FUCK FUCK FUCK I'm so retarded.

After doing a hard HST workout in the gym and then going to a Yoga class in the morning, all of which was pretty good, this afternoon I decide it's a nice day I'm gonna go run around in the park. I took the rugby ball to toss around to myself and practice hands. So I'm running around being a goof like I do, and I decide I'm gonna practice some ugly bounce recoveries. So I start flipping weird bounce grounders and sprinting after them and trying to make a clean pickup on the run. The field at Dolores is absolutely treacherous, it's full of pot holes, so I make a throw and go running after it, and make a hard swoop to pick up the ball and slip on one of the huge divots and go flying. I put my left arm out to brace the slide, and when I landed on it my left shoulder made a huge POP. (for those of you who remember my shoulder injury last year, that was on the right).

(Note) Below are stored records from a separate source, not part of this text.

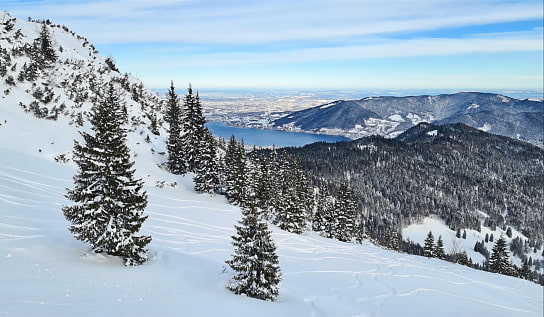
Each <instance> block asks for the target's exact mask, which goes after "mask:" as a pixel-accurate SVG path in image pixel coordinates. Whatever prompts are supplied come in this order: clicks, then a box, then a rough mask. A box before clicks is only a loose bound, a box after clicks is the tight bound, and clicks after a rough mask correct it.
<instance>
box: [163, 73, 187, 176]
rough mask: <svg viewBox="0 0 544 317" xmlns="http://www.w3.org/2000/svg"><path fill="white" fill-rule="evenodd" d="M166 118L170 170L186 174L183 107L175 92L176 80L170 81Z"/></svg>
mask: <svg viewBox="0 0 544 317" xmlns="http://www.w3.org/2000/svg"><path fill="white" fill-rule="evenodd" d="M165 120H166V122H167V123H168V139H167V143H166V148H167V150H168V161H167V167H168V170H169V171H170V172H171V173H173V174H177V175H182V174H185V172H186V171H187V167H186V162H185V160H184V156H185V154H184V148H183V143H182V139H181V136H182V132H183V130H182V125H181V123H182V109H181V105H180V103H179V98H178V95H177V94H176V92H175V88H174V82H171V83H170V88H169V89H168V97H167V100H166V111H165Z"/></svg>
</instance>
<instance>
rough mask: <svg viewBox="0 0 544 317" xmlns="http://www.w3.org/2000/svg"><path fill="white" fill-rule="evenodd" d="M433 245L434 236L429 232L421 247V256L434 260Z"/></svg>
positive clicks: (435, 247) (425, 238)
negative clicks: (432, 258) (421, 246)
mask: <svg viewBox="0 0 544 317" xmlns="http://www.w3.org/2000/svg"><path fill="white" fill-rule="evenodd" d="M435 250H436V247H435V244H434V236H433V233H432V231H429V233H428V234H427V238H425V244H424V246H423V255H424V256H426V257H428V258H434V257H435Z"/></svg>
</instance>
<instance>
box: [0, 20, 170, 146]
mask: <svg viewBox="0 0 544 317" xmlns="http://www.w3.org/2000/svg"><path fill="white" fill-rule="evenodd" d="M109 82H113V83H114V84H115V86H116V88H117V89H118V93H119V95H120V98H121V100H122V102H123V103H124V104H125V106H126V107H127V110H128V113H129V120H130V124H131V129H130V130H131V132H133V133H138V134H140V135H142V136H143V138H146V137H147V136H149V139H155V138H154V137H155V136H157V135H159V134H160V131H161V125H162V118H161V115H160V111H159V110H160V102H159V98H158V96H157V95H156V94H155V93H153V92H151V91H150V90H148V89H146V88H145V87H144V85H143V84H142V83H141V82H140V81H139V80H138V79H136V78H134V77H132V76H130V75H128V74H121V73H120V72H119V70H118V69H117V67H116V66H115V64H114V62H113V60H112V59H111V58H104V57H102V56H100V55H99V54H98V52H97V51H96V49H95V48H94V46H93V45H92V44H90V43H89V42H88V41H87V40H86V39H85V38H84V37H82V36H79V35H76V34H74V33H73V32H71V31H70V30H69V29H68V28H67V27H66V26H60V25H54V24H51V23H50V22H49V21H45V22H37V21H23V20H20V19H15V18H13V17H11V16H10V15H9V14H8V13H6V12H3V11H0V98H1V99H0V103H1V106H2V107H3V108H7V109H9V111H16V110H15V108H20V109H21V110H24V111H25V112H28V113H32V114H33V115H34V116H36V117H39V118H45V119H48V120H52V121H55V120H61V119H62V118H67V119H68V120H69V121H70V124H71V125H74V126H85V125H86V121H87V116H86V113H88V111H89V109H90V107H91V105H92V103H93V101H95V100H96V99H97V97H98V96H99V95H100V94H101V93H102V91H103V87H104V85H105V84H107V83H109ZM166 84H168V83H166Z"/></svg>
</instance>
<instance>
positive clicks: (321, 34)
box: [23, 0, 542, 44]
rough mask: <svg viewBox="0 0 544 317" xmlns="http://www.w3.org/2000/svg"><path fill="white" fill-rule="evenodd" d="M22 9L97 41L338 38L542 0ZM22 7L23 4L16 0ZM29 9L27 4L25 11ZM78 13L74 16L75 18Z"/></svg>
mask: <svg viewBox="0 0 544 317" xmlns="http://www.w3.org/2000/svg"><path fill="white" fill-rule="evenodd" d="M41 3H42V4H41V5H38V6H35V7H32V8H28V7H27V9H28V10H29V11H30V12H29V14H38V15H39V16H47V17H50V18H51V19H52V20H55V19H59V20H62V21H69V22H70V23H69V24H70V25H77V28H78V30H80V31H84V33H85V34H86V36H87V37H89V38H91V39H92V40H93V41H96V42H97V44H103V43H133V42H184V43H210V44H221V43H228V44H251V43H253V44H263V43H269V42H280V41H297V40H331V41H339V40H342V39H350V38H352V37H361V36H368V35H377V34H389V33H399V32H400V33H406V32H416V31H430V30H437V29H441V28H450V27H462V26H471V25H484V24H489V23H501V22H515V21H523V20H528V19H538V18H540V17H541V16H542V4H541V3H538V2H535V3H503V2H496V1H468V2H467V1H270V2H269V1H267V2H257V3H255V2H250V1H231V2H227V3H225V2H222V1H189V0H187V1H175V0H155V1H142V0H140V1H129V0H123V1H98V2H87V3H83V4H81V3H68V4H66V3H62V2H61V3H59V4H57V2H49V1H45V2H41ZM23 7H24V5H23ZM32 10H33V12H32ZM80 21H82V22H80Z"/></svg>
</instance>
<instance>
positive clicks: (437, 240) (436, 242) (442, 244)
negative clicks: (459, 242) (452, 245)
mask: <svg viewBox="0 0 544 317" xmlns="http://www.w3.org/2000/svg"><path fill="white" fill-rule="evenodd" d="M434 257H435V258H437V259H441V260H445V259H446V253H445V251H444V241H442V236H438V240H437V241H436V246H435V249H434Z"/></svg>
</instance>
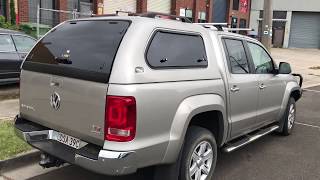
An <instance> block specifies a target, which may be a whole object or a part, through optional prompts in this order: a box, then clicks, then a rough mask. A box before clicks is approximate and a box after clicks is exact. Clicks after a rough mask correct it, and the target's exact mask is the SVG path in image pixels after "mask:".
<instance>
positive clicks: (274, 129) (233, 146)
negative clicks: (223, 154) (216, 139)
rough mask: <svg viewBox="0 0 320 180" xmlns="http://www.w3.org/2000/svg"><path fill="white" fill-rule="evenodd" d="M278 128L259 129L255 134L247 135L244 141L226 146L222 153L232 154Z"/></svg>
mask: <svg viewBox="0 0 320 180" xmlns="http://www.w3.org/2000/svg"><path fill="white" fill-rule="evenodd" d="M278 128H279V126H278V125H275V126H271V127H268V128H265V129H261V130H260V131H258V132H257V133H256V134H253V135H247V137H245V138H244V139H241V140H239V141H236V142H234V143H230V144H227V145H226V147H224V148H223V150H224V152H228V153H229V152H232V151H234V150H236V149H239V148H240V147H242V146H245V145H247V144H249V143H251V142H253V141H255V140H257V139H259V138H261V137H263V136H265V135H267V134H269V133H271V132H273V131H275V130H277V129H278Z"/></svg>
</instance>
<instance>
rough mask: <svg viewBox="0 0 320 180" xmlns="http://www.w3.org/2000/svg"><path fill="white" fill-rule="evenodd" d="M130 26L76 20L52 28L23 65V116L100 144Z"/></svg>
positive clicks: (93, 142) (118, 21)
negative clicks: (121, 42)
mask: <svg viewBox="0 0 320 180" xmlns="http://www.w3.org/2000/svg"><path fill="white" fill-rule="evenodd" d="M129 25H130V22H129V21H125V20H76V21H69V22H65V23H63V24H62V25H59V26H57V27H55V28H53V29H52V30H51V31H50V32H49V33H48V34H47V35H46V36H45V37H44V38H43V39H41V41H39V42H38V43H37V45H36V46H35V47H34V48H33V49H32V50H31V52H30V53H29V55H28V56H27V58H26V60H25V62H24V63H23V65H22V72H21V82H20V96H21V100H20V103H21V116H22V117H23V118H25V119H27V120H30V121H34V122H37V123H38V124H41V125H44V126H47V127H49V128H52V129H54V130H57V131H60V132H62V133H65V134H67V135H71V136H74V137H76V138H80V139H81V140H83V141H87V142H90V143H95V144H98V145H103V142H104V118H105V102H106V94H107V88H108V82H109V77H110V73H111V69H112V64H113V61H114V60H115V56H116V54H117V50H118V47H119V46H120V43H121V41H122V38H123V37H124V35H125V33H126V30H127V29H128V27H129ZM93 27H94V28H93Z"/></svg>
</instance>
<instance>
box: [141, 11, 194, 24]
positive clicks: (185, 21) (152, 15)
mask: <svg viewBox="0 0 320 180" xmlns="http://www.w3.org/2000/svg"><path fill="white" fill-rule="evenodd" d="M136 15H137V16H141V17H148V18H159V19H171V20H176V21H181V22H185V23H192V22H191V21H190V20H189V19H188V18H187V17H183V16H176V15H171V14H166V13H158V12H148V13H142V14H136Z"/></svg>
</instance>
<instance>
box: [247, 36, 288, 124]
mask: <svg viewBox="0 0 320 180" xmlns="http://www.w3.org/2000/svg"><path fill="white" fill-rule="evenodd" d="M247 44H248V49H249V52H250V54H251V58H252V61H253V63H254V69H255V70H254V71H255V73H256V74H257V75H258V80H259V105H258V110H257V121H258V123H259V124H260V125H261V126H262V125H264V124H266V123H270V122H273V121H276V120H277V116H278V114H279V112H280V106H281V103H282V100H283V95H284V91H285V86H286V84H285V82H284V80H283V79H282V78H281V75H279V74H274V69H275V67H274V62H273V60H272V58H271V56H270V55H269V54H268V52H267V51H266V50H265V49H264V48H263V47H262V46H261V45H259V44H256V43H253V42H247Z"/></svg>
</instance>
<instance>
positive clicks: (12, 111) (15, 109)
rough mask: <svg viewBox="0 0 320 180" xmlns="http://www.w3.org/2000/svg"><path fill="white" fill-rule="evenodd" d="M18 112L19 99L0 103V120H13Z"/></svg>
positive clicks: (0, 101)
mask: <svg viewBox="0 0 320 180" xmlns="http://www.w3.org/2000/svg"><path fill="white" fill-rule="evenodd" d="M18 112H19V99H10V100H4V101H0V120H8V119H13V118H14V117H15V116H16V115H17V114H18Z"/></svg>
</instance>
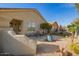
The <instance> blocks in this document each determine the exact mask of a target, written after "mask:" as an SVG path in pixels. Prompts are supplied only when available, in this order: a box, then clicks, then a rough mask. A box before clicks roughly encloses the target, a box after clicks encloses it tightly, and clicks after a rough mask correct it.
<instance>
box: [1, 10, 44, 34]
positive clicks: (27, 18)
mask: <svg viewBox="0 0 79 59" xmlns="http://www.w3.org/2000/svg"><path fill="white" fill-rule="evenodd" d="M13 18H15V19H20V20H23V24H22V33H23V34H26V32H27V26H28V23H29V22H33V23H35V24H36V29H39V25H40V23H43V22H45V21H44V20H43V18H42V17H41V16H40V15H39V14H38V13H37V12H34V11H32V10H31V11H22V10H21V11H0V27H9V22H10V21H11V20H12V19H13Z"/></svg>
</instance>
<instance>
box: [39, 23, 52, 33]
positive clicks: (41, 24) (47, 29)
mask: <svg viewBox="0 0 79 59" xmlns="http://www.w3.org/2000/svg"><path fill="white" fill-rule="evenodd" d="M40 28H41V29H43V33H48V32H50V31H51V28H52V25H50V24H49V23H42V24H40Z"/></svg>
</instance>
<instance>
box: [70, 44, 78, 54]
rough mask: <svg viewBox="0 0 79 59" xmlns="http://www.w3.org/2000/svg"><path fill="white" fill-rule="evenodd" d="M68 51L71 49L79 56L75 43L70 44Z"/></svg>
mask: <svg viewBox="0 0 79 59" xmlns="http://www.w3.org/2000/svg"><path fill="white" fill-rule="evenodd" d="M70 49H71V50H72V51H73V52H74V53H76V54H79V45H77V44H75V43H72V44H71V45H70Z"/></svg>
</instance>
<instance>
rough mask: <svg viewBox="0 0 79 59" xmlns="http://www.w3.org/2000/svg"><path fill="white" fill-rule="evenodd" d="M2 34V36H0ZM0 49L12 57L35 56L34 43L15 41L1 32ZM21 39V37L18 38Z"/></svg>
mask: <svg viewBox="0 0 79 59" xmlns="http://www.w3.org/2000/svg"><path fill="white" fill-rule="evenodd" d="M1 32H2V34H1ZM1 32H0V34H1V35H2V39H1V42H2V43H0V44H1V46H0V47H1V48H2V50H3V52H5V53H10V54H12V55H35V54H36V43H35V42H33V41H28V40H30V39H28V38H26V39H16V38H14V37H13V36H11V35H9V34H8V31H6V30H5V31H3V30H2V31H1ZM20 37H21V36H20Z"/></svg>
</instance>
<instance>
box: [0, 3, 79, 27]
mask: <svg viewBox="0 0 79 59" xmlns="http://www.w3.org/2000/svg"><path fill="white" fill-rule="evenodd" d="M0 8H36V9H37V10H38V11H39V12H40V13H41V15H42V16H43V17H44V18H45V20H47V21H48V22H54V21H57V22H58V23H59V24H60V25H63V26H64V25H68V24H70V23H71V22H72V21H73V20H75V19H76V18H79V14H78V11H77V9H76V8H75V5H74V4H68V3H67V4H66V3H37V4H35V3H31V4H30V3H26V4H24V3H21V4H20V3H19V4H0Z"/></svg>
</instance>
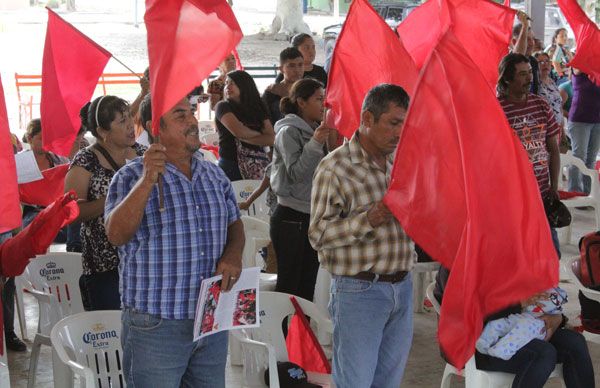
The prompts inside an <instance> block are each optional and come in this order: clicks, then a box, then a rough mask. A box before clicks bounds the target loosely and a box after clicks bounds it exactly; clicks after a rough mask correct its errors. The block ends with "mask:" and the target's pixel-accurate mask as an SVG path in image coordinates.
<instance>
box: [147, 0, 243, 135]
mask: <svg viewBox="0 0 600 388" xmlns="http://www.w3.org/2000/svg"><path fill="white" fill-rule="evenodd" d="M144 20H145V22H146V29H147V31H148V56H149V58H150V69H151V70H150V85H151V86H150V90H151V92H152V119H153V122H152V131H153V133H154V135H158V128H159V119H160V118H161V117H162V116H163V115H164V114H165V113H166V112H168V111H169V109H171V108H172V107H173V106H175V104H177V102H178V101H179V100H181V99H182V98H184V97H185V96H186V95H187V94H188V93H189V92H190V90H192V89H193V88H194V87H196V86H197V85H200V83H201V82H202V81H203V80H204V79H205V78H206V77H207V76H208V75H209V74H210V73H211V72H212V71H213V70H214V69H215V68H216V67H217V66H218V65H219V63H221V62H222V60H223V58H225V57H226V56H227V55H229V53H231V51H233V49H235V47H236V46H237V44H238V43H239V42H240V40H241V39H242V30H241V29H240V26H239V24H238V22H237V20H236V19H235V15H234V14H233V11H232V10H231V7H230V6H229V4H227V2H226V1H225V0H171V1H165V0H146V15H145V16H144Z"/></svg>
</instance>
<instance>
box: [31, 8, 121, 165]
mask: <svg viewBox="0 0 600 388" xmlns="http://www.w3.org/2000/svg"><path fill="white" fill-rule="evenodd" d="M110 57H111V54H110V53H109V52H108V51H106V50H105V49H103V48H102V47H100V46H98V45H97V44H96V43H95V42H94V41H92V40H91V39H90V38H88V37H87V36H85V35H83V34H82V33H81V32H80V31H79V30H77V29H76V28H75V27H73V26H72V25H71V24H69V23H67V22H66V21H65V20H64V19H62V18H61V17H60V16H58V15H57V14H56V13H54V12H53V11H51V10H50V9H48V27H47V30H46V43H45V44H44V59H43V62H42V98H41V103H40V113H41V119H42V128H43V131H42V142H43V146H44V149H45V150H46V151H52V152H54V153H56V154H58V155H62V156H68V155H69V152H70V151H71V147H72V146H73V142H74V141H75V137H76V136H77V132H78V131H79V128H80V126H81V119H80V118H79V111H80V110H81V107H82V106H83V105H85V103H86V102H88V101H90V99H91V98H92V95H93V94H94V89H95V88H96V84H97V83H98V78H100V75H102V71H103V70H104V67H105V66H106V63H107V62H108V60H109V59H110Z"/></svg>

So now I'm icing my shoulder and taking a ton of advil. Best case I'm out of commision for a week. Worst case is much much worse. I'm sore and I wish I had a lover to take care of me and put my bandages on. When you're sick or injured is when you find out just how alone you are. This is so fucked. I'm so fucking stupid. I always do risky shit that I don't need to because it's "fun". Screw fun. When I hurt my right shoulder last year, I was layed up and acting like a baby, and Dan took care of me. I probably didn't need that much help, but it's so nice to be taken care of by someone who loves you when you're hurt.

If I can't do physical things I have no joy in my life. If I can't work out and run around, I have nothing to do, I'll go insane. This is a bad time for this to happen. Plus I have a free week of Yoga right now and it's going to go to waste because I don't want to risk putting weight on my left shoulder. All the group activities I've been trying to make myself do to meet people are physical things. Now I'm going to sit at home alone and stew. FUCK.